Last Book Blogging Post for '08
Dawkins' Answer to Pascal's Wager

Is Legal Ethics About Protecting Clients?

If this post gets noticed, I expect it to be controversial.  Some will use emotion or make other bad arguments.  But those arguments all fail, when you look at lawyering from the client's perspective.  If you were a client, what conduct would harm you most:

1) You gave your lawyer a $5,000 retainer.  The lawyer is to draw on this retainer only after work has been performed.  But you nonetheless expect the lawyer to perform $5,000 worth of legal services.  One week later, your lawyer is short on cash and can't make payroll.  Using the $5,000 he put into a checking account for you, he starts writing $5,000 worth of checks.  Two weeks later, he performs $5,000 of legal work for you.  Feeling a little guilty about the interest-free loan you gave him, he actually give you a couple of hours of free work as interest.

2)  You see your lawyer on Dateline NBC, being asked by Chris Hansen to, "Please take a seat over here."

3)  You are emotionally vulnerable and needy.  Your lawyer is someone you tell things you never tell anyone else.  You trust your lawyer because of the relationship you developed through attorney-client privilege conversations.  You eventually have sex with your lawyer.

4)  Your lawyer makes a critical mistake in your criminal case.  Because of this mistake you spend 25 additional years in prison.  

As a client, which would harm you the most?  Most would say that 4) is unacceptable; 3) is shady as all Hell; 2) is disgusting and might make you want a new lawyer, but doesn't affect you; and 1) wouldn't even be an issue - and thanks for the free work! 

Legal ethics, however, says the following: 1) is the worst conduct imaginable.  A lawyer caught doing 1) would be suspended.  Fall on your sword, beg for forgiveness, repent.  And maybe you won't get disbarred. 

A lawyer caught doing 2) would be suspended, but probably would not be disbarred.

A lawyer caught doing 3) would almost certainly not receive any punishment.

A lawyer caught doing 4) would receive no formal punishment.  At all.  He would be left free to screw up other clients' cases.  At worst, some judge in some opinion would publish his name.

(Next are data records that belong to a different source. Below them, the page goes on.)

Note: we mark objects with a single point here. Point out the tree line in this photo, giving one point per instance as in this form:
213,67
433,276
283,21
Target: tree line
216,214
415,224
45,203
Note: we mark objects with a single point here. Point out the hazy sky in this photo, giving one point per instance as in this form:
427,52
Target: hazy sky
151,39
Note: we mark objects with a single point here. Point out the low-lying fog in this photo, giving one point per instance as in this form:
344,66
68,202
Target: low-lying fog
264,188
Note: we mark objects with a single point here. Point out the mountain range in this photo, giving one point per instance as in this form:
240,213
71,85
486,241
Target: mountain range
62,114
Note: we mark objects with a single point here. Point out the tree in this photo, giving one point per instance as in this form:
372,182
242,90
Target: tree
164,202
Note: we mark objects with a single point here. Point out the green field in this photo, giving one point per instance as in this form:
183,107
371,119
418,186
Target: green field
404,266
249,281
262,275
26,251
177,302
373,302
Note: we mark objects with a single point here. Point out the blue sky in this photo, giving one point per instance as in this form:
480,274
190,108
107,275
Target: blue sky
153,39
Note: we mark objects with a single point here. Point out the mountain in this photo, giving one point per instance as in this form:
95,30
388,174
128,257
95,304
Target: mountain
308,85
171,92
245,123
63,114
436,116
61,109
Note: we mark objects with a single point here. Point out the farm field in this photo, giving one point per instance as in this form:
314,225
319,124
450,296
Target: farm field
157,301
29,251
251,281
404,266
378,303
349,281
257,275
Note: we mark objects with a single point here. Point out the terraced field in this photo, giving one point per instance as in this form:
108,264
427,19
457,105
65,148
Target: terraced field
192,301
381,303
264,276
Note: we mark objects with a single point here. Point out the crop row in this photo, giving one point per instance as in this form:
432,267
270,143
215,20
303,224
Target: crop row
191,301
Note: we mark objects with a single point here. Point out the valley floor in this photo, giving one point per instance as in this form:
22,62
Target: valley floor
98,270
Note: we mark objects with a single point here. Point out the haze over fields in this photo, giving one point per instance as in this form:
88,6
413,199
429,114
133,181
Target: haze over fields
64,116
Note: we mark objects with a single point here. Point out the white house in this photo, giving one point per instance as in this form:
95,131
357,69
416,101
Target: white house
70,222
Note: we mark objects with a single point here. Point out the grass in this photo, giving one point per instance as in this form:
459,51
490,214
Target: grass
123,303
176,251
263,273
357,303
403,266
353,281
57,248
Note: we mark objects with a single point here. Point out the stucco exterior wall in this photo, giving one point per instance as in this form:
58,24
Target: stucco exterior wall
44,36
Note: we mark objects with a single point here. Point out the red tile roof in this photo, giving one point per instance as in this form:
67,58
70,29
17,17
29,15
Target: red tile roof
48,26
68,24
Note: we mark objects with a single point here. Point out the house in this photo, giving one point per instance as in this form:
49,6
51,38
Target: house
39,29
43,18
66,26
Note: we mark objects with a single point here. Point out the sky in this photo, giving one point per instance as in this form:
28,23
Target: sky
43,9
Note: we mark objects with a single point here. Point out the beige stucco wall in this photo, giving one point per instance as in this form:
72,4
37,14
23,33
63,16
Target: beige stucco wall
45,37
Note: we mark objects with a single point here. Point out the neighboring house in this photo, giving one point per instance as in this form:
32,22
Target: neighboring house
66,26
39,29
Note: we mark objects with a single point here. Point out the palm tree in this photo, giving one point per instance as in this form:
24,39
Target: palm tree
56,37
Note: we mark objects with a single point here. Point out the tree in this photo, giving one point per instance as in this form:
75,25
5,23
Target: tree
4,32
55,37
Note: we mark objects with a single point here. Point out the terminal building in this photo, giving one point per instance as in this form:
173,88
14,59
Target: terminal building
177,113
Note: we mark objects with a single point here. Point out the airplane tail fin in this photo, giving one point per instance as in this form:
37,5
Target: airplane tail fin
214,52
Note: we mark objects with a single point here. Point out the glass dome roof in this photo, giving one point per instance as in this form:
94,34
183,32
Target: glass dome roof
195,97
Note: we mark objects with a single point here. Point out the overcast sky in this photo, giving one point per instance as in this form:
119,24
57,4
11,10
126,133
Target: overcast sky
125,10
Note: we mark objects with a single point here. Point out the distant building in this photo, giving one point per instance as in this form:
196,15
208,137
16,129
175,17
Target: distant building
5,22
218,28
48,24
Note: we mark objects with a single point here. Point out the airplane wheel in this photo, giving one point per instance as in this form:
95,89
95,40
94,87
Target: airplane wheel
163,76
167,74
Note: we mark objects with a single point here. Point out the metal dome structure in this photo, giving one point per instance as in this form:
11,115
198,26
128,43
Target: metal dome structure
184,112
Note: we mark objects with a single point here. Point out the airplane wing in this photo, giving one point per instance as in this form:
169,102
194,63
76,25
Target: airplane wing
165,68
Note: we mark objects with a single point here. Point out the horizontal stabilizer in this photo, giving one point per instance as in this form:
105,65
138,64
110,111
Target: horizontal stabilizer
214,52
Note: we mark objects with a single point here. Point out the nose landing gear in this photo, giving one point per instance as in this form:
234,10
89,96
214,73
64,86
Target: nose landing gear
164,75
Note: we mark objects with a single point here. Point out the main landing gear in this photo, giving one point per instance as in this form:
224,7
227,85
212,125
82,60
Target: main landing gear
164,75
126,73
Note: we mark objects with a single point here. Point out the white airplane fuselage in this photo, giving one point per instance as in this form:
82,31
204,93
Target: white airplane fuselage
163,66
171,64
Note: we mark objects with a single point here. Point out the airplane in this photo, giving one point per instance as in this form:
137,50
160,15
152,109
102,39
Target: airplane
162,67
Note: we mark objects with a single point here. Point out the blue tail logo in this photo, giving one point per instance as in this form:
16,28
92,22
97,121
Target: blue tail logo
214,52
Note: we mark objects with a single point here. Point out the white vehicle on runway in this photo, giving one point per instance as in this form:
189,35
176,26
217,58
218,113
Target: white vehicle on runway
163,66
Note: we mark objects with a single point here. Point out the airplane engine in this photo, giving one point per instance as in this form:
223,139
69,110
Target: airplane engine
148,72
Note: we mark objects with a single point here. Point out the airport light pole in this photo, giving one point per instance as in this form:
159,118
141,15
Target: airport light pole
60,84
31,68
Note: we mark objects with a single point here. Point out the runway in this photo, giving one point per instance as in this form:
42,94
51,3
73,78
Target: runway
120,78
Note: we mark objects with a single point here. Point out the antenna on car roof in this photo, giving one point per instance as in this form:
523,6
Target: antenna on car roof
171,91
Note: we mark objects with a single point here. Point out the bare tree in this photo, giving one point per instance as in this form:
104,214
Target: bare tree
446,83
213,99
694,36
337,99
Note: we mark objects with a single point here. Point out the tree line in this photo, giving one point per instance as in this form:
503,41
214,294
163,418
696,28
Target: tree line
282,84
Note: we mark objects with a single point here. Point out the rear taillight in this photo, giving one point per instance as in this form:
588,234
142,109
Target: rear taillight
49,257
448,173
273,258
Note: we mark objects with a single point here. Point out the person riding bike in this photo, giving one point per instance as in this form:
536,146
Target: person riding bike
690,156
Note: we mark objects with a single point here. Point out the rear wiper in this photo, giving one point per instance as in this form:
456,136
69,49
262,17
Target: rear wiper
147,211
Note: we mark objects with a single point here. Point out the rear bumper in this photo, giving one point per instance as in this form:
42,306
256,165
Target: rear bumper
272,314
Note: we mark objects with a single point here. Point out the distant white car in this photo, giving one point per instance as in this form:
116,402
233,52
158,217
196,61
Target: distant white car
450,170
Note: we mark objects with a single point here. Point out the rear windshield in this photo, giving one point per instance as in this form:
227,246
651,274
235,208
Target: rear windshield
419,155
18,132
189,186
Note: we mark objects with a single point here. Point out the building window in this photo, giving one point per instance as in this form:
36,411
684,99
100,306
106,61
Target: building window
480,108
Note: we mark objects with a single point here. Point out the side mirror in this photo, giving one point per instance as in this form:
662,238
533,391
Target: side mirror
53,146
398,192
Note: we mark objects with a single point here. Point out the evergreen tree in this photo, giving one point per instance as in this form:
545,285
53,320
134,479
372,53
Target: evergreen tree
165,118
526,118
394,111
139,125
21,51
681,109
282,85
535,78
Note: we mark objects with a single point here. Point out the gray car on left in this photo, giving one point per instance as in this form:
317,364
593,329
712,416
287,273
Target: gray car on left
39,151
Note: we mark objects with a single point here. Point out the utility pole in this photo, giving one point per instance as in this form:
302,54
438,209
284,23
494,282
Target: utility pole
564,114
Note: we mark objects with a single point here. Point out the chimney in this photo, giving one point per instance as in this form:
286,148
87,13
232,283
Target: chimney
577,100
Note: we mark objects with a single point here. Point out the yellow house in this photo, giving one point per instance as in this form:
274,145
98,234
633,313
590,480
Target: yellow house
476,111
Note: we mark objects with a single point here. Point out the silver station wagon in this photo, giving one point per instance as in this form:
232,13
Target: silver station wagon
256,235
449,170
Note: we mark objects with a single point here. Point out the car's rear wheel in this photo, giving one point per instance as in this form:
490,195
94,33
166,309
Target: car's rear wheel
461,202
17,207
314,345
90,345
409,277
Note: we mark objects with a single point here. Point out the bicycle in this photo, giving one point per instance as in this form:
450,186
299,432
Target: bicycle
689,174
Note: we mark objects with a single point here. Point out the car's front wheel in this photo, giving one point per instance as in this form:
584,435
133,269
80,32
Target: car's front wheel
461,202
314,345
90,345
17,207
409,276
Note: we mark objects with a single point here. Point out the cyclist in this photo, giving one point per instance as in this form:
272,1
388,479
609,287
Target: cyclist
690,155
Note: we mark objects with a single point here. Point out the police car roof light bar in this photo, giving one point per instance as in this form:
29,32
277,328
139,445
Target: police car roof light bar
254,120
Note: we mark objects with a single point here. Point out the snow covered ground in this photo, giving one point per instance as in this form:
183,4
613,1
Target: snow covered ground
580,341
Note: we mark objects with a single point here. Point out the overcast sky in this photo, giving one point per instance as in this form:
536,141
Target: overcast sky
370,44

Does that make sense?  As a client, you probably don't think so.  Given that, one must wonder: Is lawyer discipline about protecting clients, or about enforcing a worldview (lawyer-as-status-symbol)?  Is legal ethics about protecting your, or about making lawyers feel more dignified?  Does knowing that lawyers who harm clients will almost never been punished make you think more highly, or less highly, of the legal profession?